Sparse Index - StarTree Docs

Overview and Purpose

A sparse index is a specialized data structure that accelerates equality-based filter operations on columns with extremely high cardinality. It represents a hybrid approach between inverted indexes and Bloom filters, designed specifically for scenarios where traditional indexes become inefficient due to the sheer number of unique values. Sparse indexes are particularly valuable for:

Columns storing hundreds of thousands of unique values
Random identifiers like UUIDs or session IDs
High-cardinality fields such as public IP addresses
Any query pattern involving equality filters (column = value or column IN (...)) on high-cardinality columns
Deployments using tiered storage with data in cloud object stores

Sparse index is a StarTree extension that shows particular performance benefits with tiered storage because it can significantly reduce data transferred from cloud storage during query execution.

How the Index Works

Core Concepts

Traditional inverted indexes create a direct mapping between each unique value and the rows containing that value. While effective for low- to medium-cardinality columns, this approach becomes inefficient as cardinality increases, leading to large index sizes and degraded performance. The sparse index in StarTree Cloud takes a different approach:

Chunking: Rows are grouped into contiguous chunks of a predefined size.
Partitioning: Column values are classified into a fixed number of partitions using one or more hash functions (mappers).
Pseudo-Inverted Index: Instead of mapping values directly to rows, the index maps partitions to chunks that contain values from that partition.

Example Illustration

For a column storing device IDs with millions of unique values:

Traditional Approach: An inverted index would map each unique device ID to its corresponding rows, potentially creating an enormous index.
Sparse Index Approach:
- Rows are grouped into chunks
- Device IDs are hashed into partitions using multiple hash functions
- The index maps each partition to the chunks that contain values from that partition

When processing a query like WHERE deviceId = 'abc123':

The system determines which partition contains ‘abc123’
It identifies the chunks associated with that partition
Only those chunks are scanned, dramatically reducing I/O operations

Sparse indexes are probabilistic at chunk level. They reduce scan work but may include extra chunks that are removed by final predicate evaluation. This approach is particularly beneficial with tiered storage, as it minimizes the amount of data downloaded from cloud storage.

Configuration

Enabling Sparse Index at Server Level

To use sparse indexes, you must first enable them at the server level:

pinot.server.instance.index.sparse.enabled=true

This can be set via the Swagger UI using the /cluster/configs API, or through your server configuration files. Note: After adding this configuration, restart the servers for the changes to take effect.

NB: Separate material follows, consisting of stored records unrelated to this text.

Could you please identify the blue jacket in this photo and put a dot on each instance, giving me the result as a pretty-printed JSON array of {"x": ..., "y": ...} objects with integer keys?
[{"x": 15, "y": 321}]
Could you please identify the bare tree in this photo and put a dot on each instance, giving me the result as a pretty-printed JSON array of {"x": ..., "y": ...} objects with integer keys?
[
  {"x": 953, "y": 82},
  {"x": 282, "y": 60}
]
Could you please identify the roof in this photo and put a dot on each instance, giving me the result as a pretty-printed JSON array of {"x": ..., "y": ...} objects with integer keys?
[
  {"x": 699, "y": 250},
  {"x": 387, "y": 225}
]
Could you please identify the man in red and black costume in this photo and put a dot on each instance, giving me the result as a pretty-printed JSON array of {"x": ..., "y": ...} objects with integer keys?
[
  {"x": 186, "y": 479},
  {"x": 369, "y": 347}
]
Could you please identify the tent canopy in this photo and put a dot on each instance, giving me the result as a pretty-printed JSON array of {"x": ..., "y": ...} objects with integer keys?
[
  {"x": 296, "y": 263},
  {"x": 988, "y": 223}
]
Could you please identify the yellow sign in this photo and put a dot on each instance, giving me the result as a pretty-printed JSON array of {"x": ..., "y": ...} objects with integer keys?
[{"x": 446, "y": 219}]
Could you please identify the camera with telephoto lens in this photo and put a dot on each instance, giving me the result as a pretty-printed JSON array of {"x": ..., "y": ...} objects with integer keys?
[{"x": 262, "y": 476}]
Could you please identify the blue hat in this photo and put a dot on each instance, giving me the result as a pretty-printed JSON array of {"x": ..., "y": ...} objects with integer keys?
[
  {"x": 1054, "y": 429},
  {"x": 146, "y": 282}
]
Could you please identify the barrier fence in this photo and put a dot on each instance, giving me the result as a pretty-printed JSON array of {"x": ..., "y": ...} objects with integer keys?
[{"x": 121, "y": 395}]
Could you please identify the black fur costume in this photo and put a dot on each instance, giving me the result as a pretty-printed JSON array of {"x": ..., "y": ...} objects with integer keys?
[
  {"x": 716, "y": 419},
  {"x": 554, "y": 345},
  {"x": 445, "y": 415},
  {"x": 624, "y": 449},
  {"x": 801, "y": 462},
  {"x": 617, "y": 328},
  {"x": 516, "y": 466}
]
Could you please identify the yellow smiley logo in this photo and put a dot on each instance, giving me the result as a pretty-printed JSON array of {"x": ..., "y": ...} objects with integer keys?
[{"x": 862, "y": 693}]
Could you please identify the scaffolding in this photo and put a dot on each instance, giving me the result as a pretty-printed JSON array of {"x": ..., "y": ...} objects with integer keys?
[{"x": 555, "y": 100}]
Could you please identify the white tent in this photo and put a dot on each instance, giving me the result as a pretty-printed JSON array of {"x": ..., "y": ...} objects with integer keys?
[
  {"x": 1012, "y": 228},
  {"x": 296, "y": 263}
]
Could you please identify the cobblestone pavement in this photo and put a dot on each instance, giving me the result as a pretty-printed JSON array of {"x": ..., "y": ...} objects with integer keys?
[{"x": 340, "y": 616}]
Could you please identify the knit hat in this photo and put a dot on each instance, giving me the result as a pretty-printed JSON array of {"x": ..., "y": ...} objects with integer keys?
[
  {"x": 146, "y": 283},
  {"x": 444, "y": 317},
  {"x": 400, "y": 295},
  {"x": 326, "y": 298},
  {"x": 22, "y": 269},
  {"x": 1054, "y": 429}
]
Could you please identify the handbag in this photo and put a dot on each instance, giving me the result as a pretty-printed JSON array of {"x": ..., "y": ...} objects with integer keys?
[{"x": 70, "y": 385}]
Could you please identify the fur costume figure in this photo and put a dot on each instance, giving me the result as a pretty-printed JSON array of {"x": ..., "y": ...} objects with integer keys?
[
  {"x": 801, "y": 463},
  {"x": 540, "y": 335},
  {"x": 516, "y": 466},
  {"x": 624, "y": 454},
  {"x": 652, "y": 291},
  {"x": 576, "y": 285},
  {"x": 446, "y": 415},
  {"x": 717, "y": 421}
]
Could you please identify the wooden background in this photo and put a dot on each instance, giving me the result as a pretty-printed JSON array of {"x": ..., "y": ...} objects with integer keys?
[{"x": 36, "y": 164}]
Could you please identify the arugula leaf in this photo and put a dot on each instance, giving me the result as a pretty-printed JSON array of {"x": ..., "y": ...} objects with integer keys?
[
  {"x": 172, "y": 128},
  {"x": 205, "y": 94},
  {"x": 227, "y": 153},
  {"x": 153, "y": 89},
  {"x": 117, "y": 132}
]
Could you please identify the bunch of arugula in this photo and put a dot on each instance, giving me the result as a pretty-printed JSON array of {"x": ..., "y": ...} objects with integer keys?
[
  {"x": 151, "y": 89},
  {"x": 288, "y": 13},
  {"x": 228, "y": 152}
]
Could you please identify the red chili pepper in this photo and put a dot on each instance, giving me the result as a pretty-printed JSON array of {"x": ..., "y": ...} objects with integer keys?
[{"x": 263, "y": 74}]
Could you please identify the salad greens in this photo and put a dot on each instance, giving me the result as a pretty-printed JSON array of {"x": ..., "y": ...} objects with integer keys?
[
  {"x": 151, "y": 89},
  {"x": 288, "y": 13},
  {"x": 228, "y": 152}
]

Configuring Sparse Index for a Column

To enable a sparse index on a column in your StarTree Cloud table, add the following configuration to your table definition:

{
  "fieldConfigList": [
    {
      "name": "deviceId",
      "indexes": {
        "sparse": {
          "chunkSize": 1024,
          "partitions": 10000,
          "hashFunctionCount": 3
        }
      }
    }
  ]
}

Configuration Parameters

chunkSize: The number of documents per chunk.
- Must be a power of 2
- Default: 1024
- Recommended range: 128 to 8192
- Impact: Smaller chunks typically reduce false positives and numEntriesScannedInFilter, but can increase index size
- Usually the strongest tuning knob for scan reduction
partitions: The number of partitions used for classifying values.
- Default: 10000
- Recommended: Depends on cardinality and target false-positive rate
- Impact: Higher values improve selectivity and generally increase index size
- Size impact is often sub-linear when partitions are already large
hashFunctionCount: The number of partition mapping functions used.
- Default: 3
- Recommended range: 1 to 8
- Impact: Higher values increase selectivity and index lookups
- Usually increases index size close to linearly

Sparse index cannot be created on a column that also has an inverted index enabled.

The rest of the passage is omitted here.